Heudiconv is a python library which helps you to convert f/MRI data to BIDS with little effort. You do not need to be very proficient in python to use it, although some basics would help you. You can either follow this brief tutorial or use the tutorials provided by the heudiconv developers and users.

Step 1

In order to convert correctly your data, heudiconv leverages on so called heuristics.
Heuristics are rules that you provide to the software to specify which files you would like to convert.
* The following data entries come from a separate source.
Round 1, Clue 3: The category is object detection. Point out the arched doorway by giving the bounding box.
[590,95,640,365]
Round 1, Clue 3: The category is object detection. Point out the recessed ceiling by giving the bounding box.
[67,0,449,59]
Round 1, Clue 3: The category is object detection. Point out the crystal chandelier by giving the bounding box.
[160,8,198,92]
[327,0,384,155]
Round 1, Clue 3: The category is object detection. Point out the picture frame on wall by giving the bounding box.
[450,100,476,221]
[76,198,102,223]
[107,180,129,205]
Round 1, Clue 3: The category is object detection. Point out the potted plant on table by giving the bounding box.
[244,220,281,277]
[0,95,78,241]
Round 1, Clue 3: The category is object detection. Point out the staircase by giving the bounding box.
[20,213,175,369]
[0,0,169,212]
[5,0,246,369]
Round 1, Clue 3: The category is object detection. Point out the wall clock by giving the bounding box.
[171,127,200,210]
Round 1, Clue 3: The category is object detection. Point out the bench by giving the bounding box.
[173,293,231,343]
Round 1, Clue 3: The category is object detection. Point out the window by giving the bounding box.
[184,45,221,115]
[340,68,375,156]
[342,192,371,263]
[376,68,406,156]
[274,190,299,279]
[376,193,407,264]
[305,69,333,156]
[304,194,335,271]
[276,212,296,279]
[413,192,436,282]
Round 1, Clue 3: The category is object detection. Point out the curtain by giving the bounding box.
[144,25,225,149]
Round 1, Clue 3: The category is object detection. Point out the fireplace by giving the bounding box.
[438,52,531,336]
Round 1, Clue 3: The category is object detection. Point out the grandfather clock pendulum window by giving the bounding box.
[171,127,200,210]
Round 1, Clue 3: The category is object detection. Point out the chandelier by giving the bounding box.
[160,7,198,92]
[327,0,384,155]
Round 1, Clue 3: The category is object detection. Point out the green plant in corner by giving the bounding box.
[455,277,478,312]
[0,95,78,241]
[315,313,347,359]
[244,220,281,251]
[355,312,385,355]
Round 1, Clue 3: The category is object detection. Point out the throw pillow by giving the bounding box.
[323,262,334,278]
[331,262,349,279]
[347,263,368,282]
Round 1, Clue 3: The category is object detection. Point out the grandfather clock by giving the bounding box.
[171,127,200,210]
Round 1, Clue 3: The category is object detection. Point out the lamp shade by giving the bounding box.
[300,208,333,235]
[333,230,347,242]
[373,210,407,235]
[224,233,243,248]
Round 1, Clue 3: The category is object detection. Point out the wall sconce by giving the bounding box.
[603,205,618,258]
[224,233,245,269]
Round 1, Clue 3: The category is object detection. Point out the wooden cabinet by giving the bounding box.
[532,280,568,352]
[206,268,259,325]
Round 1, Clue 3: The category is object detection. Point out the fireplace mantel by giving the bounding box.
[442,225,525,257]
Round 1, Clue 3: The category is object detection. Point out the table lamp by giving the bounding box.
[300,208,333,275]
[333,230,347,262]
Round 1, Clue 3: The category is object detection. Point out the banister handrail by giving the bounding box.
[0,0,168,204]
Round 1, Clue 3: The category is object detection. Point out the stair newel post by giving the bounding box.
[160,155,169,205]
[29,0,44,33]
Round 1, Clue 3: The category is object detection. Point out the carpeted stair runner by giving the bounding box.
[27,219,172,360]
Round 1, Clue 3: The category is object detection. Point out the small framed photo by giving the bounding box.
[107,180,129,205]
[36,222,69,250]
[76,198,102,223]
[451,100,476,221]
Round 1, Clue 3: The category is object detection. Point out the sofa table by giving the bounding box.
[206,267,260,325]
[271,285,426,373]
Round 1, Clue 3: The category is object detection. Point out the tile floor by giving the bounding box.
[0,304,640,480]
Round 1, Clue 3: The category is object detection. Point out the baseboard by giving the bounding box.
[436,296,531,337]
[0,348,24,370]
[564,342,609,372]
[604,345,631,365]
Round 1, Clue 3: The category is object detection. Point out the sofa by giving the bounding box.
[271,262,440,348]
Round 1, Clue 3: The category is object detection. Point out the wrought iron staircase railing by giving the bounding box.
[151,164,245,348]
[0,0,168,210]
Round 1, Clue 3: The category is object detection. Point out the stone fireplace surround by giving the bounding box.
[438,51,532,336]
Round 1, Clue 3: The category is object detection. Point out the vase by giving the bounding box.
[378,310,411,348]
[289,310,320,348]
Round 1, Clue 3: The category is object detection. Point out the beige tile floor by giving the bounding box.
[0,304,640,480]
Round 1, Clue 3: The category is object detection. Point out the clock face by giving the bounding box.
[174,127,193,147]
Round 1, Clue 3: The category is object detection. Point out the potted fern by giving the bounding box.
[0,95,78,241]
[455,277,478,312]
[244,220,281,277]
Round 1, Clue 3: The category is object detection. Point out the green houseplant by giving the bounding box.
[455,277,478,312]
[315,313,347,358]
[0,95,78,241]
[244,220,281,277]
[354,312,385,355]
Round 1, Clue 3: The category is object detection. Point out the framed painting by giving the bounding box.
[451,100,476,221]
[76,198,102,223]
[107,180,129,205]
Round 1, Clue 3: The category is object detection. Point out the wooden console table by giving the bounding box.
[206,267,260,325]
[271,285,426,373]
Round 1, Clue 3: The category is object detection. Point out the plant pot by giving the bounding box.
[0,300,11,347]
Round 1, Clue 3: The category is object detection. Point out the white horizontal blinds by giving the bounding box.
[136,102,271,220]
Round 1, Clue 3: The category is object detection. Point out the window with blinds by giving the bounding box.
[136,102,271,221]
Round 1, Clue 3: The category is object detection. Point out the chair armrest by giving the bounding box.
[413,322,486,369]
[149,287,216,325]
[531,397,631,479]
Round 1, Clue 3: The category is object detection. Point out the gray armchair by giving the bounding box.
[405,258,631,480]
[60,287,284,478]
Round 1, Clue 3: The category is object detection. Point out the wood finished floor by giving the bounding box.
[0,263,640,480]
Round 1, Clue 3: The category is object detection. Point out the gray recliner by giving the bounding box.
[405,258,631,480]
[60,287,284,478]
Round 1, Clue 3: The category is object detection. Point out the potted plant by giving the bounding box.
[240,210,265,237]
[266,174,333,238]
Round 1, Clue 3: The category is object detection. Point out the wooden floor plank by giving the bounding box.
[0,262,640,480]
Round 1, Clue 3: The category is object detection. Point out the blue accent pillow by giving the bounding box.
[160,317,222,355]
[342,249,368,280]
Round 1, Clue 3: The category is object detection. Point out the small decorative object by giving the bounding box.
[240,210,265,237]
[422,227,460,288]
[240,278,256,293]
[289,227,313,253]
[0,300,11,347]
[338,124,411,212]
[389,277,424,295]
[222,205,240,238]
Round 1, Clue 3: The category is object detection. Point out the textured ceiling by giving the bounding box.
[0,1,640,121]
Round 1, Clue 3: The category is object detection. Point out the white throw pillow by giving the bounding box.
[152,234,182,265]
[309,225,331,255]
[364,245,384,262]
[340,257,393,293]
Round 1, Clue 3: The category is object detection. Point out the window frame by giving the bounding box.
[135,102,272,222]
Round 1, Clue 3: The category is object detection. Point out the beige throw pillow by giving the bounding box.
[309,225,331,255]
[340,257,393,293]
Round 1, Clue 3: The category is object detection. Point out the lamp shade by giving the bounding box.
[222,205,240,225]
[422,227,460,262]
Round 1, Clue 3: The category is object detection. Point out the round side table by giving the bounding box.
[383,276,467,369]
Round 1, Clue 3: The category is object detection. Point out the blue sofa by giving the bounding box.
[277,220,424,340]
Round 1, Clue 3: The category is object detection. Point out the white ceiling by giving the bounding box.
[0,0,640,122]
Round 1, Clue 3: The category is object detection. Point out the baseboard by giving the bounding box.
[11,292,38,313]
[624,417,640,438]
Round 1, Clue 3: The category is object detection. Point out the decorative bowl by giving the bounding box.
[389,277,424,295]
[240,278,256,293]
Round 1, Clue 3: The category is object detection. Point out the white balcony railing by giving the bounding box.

You must specify such rules within a python script that is then passed to heudiconv. You do not need to create this script from scratch, you can generate a template by running the following line on the terminal:

heudiconv --files your_dicom_file -o bids_output_dir -f convertall -s number_of_the_subject -c none

The previous command does not convert any of your data, but it creates, within the output directory, a hidden folder, .heudiconv, containing a template of the script heuristic.py and a dicominfo.tsv which lists all the information about the dicom files necessary for specifing the heuristics.

Check your dicoms

It is a good practice to extract your dicom files and check by yourself the file names to assess that they match with the names stored by heudiconv in the dicominfo.tsv.

Delete .heudiconv

Before running the actual BIDS convertion, make sure to delete the .heudiconv directory, otherwise the conversion will not produce a correct BIDS dataset.

Step 2

The following example represents a heuristic.py script taylored for a specific dataset. You can also use this template and adapt it to your own dataset.

Heudiconv heuristics
from __future__ import annotations

import logging
from typing import Optional

from heudiconv.utils import SeqInfo

lgr = logging.getLogger("heudiconv")


def create_key(
    template: Optional[str],
    outtype: tuple[str, ...] = ("nii.gz",),
    annotation_classes: None = None,
) -> tuple[str, tuple[str, ...], None]:
    """
    This function allows you to create
    the keys necessary to extract the files
    that you want to convert.
    """

    if template is None or not template:
        raise ValueError("Template must be a valid format string")
    return (template, outtype, annotation_classes)


def infotodict(
    seqinfo: list[SeqInfo],
) -> dict[tuple[str, tuple[str, ...], None], list[str]]:
    """Heuristic evaluator for determining which runs belong where

    allowed template fields - follow python string module:

    item: index within category
    subject: participant id
    seqitem: run number during scanning
    subindex: sub index within group
    """

    # Create keys: This section is specific to each project
    # you need to create your own keys and the info dictionary

    t1w = create_key("sub-{subject}/anat/sub-{subject}_acq-mprage_T1w")
    task = create_key("sub-{subject}/func/sub-{subject}_task-foodchoice_run-{item:01d}_bold")
    fmap_mag = create_key("sub-{subject}/fmap/sub-{subject}_acq-grefieldmapping_magnitude")
    fmap_phasediff = create_key("sub-{subject}/fmap/sub-{subject}_acq-grefieldmapping_phasediff")
    epi = create_key("sub-{subject}/fmap/sub-{subject}_dir-AP-run-{item:01d}_epi")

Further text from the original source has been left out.